Blunt honesty comes in many flavors on The Golden Casket, whether Brock is plainly expressing his wonder at the natural world (the churning, horn[1]heavy “We’re Lucky”) or venting about a psychedelic experience gone awry (the suitably trippy “Fuck Your Acid Trip”).

The latter song is an amalgamation of real-life stories—and, curious title aside, Brock still insists that psychedelics are worth the journey for most people, under safe conditions.

“It’s good to have someone with you who’s got their head on straight, and they can always bring you back down,” he says. “But even the moments of a trip that are stressful end up making you a better person.”

On the album’s most jarringly blunt song, the grinding “Never Fuck a Spider on the Fly,” Brock glances over his shoulder at “peeping toms,” proclaims his distaste for politics and declares, “I don’t like being watched by the TVs.”

“My experiences in life have led me to believe—and I’m researching my ass off trying to prove this stuff—that people can actually access your mind,” he says. “I believe people can get in, just using a cellphone. Basically everyone knows MK[1]Ultra was real. They’ve gotten a lot better at it over the course of 60 years. It’s an abuse. My thinking is: We’re all spiders. We all have a web. Stay on your own fucking thread.”

Green doesn’t delve into those complicated themes, but he does note that he “loves” “Fly,” calling it his “favorite song on the record.”

Even the most paranoid moments on The Golden Casket somehow come across as grounded. The album often feels like Brock surveying his life—and the context of that life—without extraneous commentary. A line like “it takes a lot of pay no mind with our cellular gadgets on,” which appears on “Never Fuck a Spider on the Fly,” somehow feels at home next to lyrics such as “I can’t wait to see you go to school” on “Lace Your Shoes.”
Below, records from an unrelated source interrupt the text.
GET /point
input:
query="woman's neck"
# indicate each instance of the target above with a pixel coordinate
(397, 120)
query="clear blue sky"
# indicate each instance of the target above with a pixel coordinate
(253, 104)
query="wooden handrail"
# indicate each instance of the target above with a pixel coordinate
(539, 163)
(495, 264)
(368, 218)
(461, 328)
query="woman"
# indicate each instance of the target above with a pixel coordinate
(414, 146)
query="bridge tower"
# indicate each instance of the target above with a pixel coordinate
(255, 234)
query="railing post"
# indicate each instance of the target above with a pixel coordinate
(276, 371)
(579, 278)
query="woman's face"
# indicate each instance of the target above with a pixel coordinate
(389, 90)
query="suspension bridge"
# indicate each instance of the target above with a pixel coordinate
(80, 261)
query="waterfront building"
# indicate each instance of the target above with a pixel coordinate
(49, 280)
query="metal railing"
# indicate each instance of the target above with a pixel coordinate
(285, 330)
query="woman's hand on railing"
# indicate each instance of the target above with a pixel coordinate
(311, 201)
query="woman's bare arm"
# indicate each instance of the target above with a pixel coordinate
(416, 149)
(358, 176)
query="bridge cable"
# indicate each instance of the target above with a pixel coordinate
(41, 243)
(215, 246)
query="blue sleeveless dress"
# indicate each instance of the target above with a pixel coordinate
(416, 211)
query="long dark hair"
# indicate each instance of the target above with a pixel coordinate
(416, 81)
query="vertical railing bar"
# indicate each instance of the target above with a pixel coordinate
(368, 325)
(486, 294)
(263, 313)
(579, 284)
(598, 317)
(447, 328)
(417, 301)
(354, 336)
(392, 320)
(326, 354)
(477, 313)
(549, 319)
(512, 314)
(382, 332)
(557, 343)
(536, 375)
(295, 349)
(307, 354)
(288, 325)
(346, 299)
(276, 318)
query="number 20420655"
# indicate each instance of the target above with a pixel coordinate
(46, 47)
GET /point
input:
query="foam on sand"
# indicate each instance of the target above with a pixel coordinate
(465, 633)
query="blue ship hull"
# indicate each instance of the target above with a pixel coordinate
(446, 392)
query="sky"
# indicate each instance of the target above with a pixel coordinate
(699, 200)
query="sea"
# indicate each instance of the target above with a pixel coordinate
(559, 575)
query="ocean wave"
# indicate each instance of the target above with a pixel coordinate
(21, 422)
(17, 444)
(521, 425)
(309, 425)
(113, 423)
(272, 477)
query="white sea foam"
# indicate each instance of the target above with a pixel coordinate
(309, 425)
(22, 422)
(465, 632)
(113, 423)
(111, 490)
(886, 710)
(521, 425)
Brock knows that he is living in a fucked-up world full of evil, but he is still capable of finding plenty of beauty when he slows down and looks for it. “We’ll ditch our phones in the rest stop bathroom/ When can we leave?” he pleads on the art-punk rave-up “Japanese Trees”—the sound of a man fed up with the complications of digital life and eager to sprint into the woods.

In fact, The Golden Casket might be the most optimistic Modest Mouse LP yet. And no song better fits that description than “The Sun Hasn’t Left,” an arena-sized show piece. “You’re not wrong, things are a mess,” Brock sings over a snappy, chopped-up marimba loop, crunchy percussion and streaks of synthesizer. “But there’s still something left.”

“I had no idea that song was gonna end up being so brutally honest,” Brock says.

“That was surprising to me,” Green adds. “It was written nine months into the pandemic or something.”

“Lyrically, it wasn’t initially as optimistic,” Brock interjects. “It was one of the last things we were working on for the record. There were so many frowns out there, and I was like, ‘You know what? I’m gonna look for the silver linings.”